ETHIC Act is the Wrong Way to Reform IP

Ross Marchand

September 18, 2025

Intellectual property (IP) rights help drive the American economic engine, generating billions of dollars in growth and supplying the cutting-edge innovations on which many households and businesses rely. However, these protections are only as robust as the legislation defining them. Under the 2011 America Invents Act, a new body called the Patent Trial and Appeal Board (PTAB) was created to hear and decide disputes related to patent validity. As a result of this board, patents have become too easy to invalidate. Now, proposed legislation such as the Eliminating Thickets to Increase Competition (ETHIC) Act would risk making it even more difficult for innovators to hold onto the exclusive right to profit from their creations.
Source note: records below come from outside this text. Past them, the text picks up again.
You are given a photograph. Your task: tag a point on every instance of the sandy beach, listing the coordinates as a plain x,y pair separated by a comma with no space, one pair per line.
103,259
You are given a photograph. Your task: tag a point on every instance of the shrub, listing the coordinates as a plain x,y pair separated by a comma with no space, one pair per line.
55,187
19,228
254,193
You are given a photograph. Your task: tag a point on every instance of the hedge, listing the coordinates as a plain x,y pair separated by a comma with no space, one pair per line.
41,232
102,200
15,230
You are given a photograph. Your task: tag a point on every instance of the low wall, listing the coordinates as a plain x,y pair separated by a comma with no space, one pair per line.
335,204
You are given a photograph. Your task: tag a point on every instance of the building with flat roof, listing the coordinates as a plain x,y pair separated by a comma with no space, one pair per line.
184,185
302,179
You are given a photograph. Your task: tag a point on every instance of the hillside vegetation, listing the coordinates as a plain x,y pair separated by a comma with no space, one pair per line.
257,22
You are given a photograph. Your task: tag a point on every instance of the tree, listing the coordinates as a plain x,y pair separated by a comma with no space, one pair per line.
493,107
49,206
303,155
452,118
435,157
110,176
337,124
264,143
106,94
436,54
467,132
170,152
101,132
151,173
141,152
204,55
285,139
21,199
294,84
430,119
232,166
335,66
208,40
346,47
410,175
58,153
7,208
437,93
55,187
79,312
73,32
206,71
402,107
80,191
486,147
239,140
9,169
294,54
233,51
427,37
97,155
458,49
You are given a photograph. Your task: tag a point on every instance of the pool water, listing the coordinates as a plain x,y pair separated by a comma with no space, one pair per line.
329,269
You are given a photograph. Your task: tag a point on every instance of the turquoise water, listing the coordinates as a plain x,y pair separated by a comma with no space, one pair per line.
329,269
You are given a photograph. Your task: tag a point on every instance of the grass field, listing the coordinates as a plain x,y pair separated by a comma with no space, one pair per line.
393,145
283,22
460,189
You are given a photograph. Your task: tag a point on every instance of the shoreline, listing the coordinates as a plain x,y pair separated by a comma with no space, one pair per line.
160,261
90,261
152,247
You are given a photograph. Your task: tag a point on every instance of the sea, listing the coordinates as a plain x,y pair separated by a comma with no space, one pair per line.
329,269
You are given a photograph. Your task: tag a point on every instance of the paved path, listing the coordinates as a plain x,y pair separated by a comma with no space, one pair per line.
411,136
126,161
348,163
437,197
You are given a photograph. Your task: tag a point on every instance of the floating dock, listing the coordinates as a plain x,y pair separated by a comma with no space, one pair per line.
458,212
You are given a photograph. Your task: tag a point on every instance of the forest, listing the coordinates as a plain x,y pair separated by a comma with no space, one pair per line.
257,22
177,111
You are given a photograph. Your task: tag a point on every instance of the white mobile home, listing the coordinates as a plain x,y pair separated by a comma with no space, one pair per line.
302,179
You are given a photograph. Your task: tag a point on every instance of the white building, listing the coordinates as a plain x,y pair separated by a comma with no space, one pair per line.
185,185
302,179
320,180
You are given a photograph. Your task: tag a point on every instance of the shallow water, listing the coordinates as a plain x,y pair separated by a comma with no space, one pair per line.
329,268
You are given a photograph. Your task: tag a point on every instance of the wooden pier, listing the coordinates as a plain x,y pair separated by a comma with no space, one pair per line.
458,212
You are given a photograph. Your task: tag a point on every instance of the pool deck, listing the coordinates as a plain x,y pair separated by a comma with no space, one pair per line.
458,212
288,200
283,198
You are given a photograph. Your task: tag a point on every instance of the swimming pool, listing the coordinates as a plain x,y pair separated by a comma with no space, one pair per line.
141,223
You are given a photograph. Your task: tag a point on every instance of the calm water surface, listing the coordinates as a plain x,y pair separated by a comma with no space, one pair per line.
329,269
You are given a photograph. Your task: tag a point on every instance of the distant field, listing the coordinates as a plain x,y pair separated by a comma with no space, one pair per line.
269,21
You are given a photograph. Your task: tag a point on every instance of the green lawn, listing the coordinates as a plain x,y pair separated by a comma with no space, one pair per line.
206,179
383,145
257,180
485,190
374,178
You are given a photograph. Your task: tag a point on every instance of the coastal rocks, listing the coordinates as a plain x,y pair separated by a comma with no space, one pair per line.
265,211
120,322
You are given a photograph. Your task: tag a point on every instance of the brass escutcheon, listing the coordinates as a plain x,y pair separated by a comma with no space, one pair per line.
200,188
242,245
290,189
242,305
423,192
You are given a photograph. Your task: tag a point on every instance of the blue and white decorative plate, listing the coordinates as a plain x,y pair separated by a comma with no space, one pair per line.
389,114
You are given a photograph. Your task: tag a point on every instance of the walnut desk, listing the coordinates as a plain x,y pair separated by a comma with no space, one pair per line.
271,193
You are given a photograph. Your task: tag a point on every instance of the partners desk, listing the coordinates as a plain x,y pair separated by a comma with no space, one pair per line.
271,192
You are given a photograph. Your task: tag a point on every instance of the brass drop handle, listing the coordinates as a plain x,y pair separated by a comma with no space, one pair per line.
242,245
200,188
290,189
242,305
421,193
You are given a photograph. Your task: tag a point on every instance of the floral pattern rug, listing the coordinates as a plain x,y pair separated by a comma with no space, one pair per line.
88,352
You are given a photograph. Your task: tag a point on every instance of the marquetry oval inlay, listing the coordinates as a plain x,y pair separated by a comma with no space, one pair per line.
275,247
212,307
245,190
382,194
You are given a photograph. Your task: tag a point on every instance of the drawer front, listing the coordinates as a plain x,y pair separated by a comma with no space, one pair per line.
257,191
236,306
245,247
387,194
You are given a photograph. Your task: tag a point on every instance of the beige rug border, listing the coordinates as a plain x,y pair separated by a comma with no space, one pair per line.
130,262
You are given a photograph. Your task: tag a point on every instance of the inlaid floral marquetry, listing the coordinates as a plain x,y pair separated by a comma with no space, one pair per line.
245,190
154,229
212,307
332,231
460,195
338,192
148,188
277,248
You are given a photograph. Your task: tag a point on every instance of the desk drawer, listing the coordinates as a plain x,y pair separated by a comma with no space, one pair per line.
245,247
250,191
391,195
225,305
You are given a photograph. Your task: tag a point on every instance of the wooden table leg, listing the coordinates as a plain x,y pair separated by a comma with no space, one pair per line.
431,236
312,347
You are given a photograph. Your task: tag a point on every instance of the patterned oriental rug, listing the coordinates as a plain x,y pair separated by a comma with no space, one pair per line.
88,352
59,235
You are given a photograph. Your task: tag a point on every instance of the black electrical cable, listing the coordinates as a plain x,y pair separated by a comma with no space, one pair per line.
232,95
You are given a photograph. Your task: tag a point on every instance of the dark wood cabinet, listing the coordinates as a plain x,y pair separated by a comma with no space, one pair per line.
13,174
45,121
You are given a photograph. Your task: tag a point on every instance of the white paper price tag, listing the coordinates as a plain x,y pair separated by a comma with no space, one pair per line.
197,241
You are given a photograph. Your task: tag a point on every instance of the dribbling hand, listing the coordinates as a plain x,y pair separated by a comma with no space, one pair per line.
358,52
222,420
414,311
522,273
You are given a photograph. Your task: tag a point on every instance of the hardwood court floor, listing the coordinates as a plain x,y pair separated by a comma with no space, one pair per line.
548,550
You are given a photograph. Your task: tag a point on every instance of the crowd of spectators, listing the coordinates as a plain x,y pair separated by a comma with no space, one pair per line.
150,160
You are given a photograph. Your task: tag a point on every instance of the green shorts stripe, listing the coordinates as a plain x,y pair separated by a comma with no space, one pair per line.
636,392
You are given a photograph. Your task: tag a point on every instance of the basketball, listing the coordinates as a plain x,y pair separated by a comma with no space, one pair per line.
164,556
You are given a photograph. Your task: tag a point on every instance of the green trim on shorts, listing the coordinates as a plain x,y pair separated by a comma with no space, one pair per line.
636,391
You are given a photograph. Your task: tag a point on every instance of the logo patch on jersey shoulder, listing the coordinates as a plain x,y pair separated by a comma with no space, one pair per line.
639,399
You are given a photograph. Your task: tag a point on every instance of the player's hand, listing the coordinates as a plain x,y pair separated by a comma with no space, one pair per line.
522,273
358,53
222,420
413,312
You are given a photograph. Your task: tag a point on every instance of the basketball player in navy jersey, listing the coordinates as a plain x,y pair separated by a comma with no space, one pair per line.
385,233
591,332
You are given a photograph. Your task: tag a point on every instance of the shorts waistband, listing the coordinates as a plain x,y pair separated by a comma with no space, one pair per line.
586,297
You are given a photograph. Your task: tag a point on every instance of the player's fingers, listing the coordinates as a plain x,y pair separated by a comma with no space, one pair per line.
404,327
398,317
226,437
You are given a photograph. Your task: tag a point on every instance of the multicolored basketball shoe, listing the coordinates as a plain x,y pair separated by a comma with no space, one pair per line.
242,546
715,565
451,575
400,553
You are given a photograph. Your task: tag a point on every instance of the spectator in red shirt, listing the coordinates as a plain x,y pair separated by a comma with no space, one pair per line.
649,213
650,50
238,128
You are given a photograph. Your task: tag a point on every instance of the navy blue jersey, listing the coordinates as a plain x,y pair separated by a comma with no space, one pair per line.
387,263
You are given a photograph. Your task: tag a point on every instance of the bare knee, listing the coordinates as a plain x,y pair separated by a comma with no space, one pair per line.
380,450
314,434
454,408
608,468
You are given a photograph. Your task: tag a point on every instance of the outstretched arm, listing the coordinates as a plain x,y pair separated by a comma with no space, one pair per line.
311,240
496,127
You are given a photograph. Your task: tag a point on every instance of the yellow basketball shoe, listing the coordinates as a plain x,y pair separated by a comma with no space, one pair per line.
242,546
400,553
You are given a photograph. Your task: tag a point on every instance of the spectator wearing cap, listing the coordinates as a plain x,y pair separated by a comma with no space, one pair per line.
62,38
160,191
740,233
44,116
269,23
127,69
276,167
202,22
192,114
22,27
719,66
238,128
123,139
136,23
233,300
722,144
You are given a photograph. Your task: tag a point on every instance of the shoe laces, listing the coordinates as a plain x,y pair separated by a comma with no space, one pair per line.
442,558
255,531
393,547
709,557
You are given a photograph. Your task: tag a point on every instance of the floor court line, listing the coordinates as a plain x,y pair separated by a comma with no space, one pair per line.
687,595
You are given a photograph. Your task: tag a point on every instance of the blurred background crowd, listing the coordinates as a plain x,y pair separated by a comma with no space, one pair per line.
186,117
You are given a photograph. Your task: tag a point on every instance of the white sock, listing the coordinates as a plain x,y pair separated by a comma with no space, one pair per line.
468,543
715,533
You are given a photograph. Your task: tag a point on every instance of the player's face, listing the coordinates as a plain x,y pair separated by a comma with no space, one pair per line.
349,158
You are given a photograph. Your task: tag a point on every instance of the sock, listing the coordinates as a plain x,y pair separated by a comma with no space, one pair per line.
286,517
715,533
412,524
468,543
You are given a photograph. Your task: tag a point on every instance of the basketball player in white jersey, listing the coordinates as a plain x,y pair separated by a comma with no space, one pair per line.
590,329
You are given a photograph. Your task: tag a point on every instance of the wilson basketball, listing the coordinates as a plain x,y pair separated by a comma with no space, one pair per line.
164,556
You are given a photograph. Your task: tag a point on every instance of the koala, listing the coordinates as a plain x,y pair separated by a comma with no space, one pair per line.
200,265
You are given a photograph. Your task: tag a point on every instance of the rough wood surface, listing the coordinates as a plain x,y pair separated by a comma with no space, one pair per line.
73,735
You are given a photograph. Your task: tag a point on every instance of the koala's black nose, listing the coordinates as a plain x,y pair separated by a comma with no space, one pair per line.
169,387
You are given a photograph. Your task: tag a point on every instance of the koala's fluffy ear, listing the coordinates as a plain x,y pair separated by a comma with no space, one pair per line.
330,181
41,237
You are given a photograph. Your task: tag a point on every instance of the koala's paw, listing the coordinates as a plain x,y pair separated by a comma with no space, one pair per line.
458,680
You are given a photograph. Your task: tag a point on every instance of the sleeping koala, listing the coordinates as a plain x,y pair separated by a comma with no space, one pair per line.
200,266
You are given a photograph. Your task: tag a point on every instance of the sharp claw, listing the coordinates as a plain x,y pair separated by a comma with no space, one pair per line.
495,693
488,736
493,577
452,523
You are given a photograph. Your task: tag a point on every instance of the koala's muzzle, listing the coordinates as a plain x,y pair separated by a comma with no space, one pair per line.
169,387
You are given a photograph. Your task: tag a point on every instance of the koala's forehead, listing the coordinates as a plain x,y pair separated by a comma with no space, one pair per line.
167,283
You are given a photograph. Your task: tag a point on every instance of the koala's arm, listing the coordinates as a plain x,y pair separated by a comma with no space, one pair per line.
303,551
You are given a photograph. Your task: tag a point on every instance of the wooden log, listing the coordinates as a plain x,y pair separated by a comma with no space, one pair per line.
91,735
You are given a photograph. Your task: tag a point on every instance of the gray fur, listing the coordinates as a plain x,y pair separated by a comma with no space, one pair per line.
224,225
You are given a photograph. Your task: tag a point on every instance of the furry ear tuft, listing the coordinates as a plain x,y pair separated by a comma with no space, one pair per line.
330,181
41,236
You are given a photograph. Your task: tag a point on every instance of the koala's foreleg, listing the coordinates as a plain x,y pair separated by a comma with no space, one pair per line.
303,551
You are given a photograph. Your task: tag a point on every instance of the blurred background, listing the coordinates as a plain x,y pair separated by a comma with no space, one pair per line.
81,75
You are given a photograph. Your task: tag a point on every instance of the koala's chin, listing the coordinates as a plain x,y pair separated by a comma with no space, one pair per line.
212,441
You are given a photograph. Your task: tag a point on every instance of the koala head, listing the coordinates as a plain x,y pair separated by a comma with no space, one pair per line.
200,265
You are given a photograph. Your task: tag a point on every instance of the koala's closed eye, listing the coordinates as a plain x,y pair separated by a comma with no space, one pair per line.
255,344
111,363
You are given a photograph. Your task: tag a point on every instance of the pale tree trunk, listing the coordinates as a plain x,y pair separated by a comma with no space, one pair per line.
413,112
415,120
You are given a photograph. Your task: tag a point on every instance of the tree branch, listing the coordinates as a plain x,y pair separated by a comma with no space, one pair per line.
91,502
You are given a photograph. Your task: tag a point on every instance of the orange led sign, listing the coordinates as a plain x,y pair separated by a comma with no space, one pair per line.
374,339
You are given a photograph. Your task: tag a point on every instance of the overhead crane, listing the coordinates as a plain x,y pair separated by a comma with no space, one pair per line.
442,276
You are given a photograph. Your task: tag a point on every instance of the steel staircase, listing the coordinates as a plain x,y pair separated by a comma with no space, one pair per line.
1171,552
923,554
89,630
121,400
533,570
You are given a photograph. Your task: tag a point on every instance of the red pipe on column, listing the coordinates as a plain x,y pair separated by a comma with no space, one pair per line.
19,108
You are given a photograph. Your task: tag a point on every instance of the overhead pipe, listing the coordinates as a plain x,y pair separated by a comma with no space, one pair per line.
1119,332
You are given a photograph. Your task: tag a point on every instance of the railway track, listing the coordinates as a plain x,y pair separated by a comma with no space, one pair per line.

Introduced by Rep. Jodey Arrington (R-Texas), the ETHIC Act targets “patent thickets,” or clusters of patents on products (such as pharmaceuticals) that are allegedly put into place to shut out competition. Rep. Arrington is concerned that “loopholes in our current patent system allow manufacturers to file for duplicative patents that delay competition.” He, and a bipartisan group of lawmakers, aims to fix this by limiting patent holders’ options in court. The ETHIC Act limits patent holders to defending one patent per “group” of similar patents against a generic or biosimilar competitor, supposedly making it difficult for companies to thwart competition with a wave of duplicative patent lawsuits.

In defining the relevant group of patents, the government would look to “terminal disclaimers,” which are filed by patent holders when they are first applying for their patents. These disclaimers come into play when the U.S. Patent and Trademark Office (PTO) is concerned that the prospective patent is not different enough from a patent already on the books. As legal scholar Kevin Hickey explains, “Applicants can overcome that rejection—and potentially receive a patent on the invention claimed in the application—if they are willing to surrender part of any resulting patent’s term through a terminal disclaimer.” Going by the logic of the ETHIC Act, patents referenced on terminal disclaimers are duplicative by definition—and patent holders’ own admission. Therefore, only one patent per patent-disclaimed group should be asserted in court.

However, as longtime patent lawyer and inventor Brad Pedersen notes, companies filing terminal disclaimers may say less about patents’ similarity to other patents and more about legal incentives. According to Pedersen, companies are often moved to “file a terminal disclaimer as the cost of opposing such a rejection in terms of increased prosecution costs or increased potential for prosecution estoppel is not worth the fight.” Patent holders would rather “admit” that patents are duplicative than brace for a prolonged fight with the government. Using those admissions to limit patent holders’ legal remedies, as proposed in the ETHIC Act, is an inefficient way to approach patent reform.

There are far better ways than the ETHIC Act to walk the line between protecting IP rights and ensuring low barriers to competition. The best starting place is the USPTO, which determines when proposed patents are too similar to other patents and therefore drives the filing of terminal disclaimers. Reforms can ensure greater technical training of examiners and provide examiners with the artificial intelligence tools needed to search for prior art. This way, time-crunched and undertrained examiners are under less pressure to deem patents that sound similar to other patents as unpatentable. The USPTO should also set up periodic audits to examine the work of “outlier” auditors who, for example, find proposed patents to be too similar or trivially different to other patents far more than the average examiner. Enhancing examiner monitoring will ensure more careful evaluation of proposed patents.

Examination reforms are a far better and fairer alternative to the ETHIC Act. Lawmakers must carefully parse IP bills to ensure continued prosperity and innovation.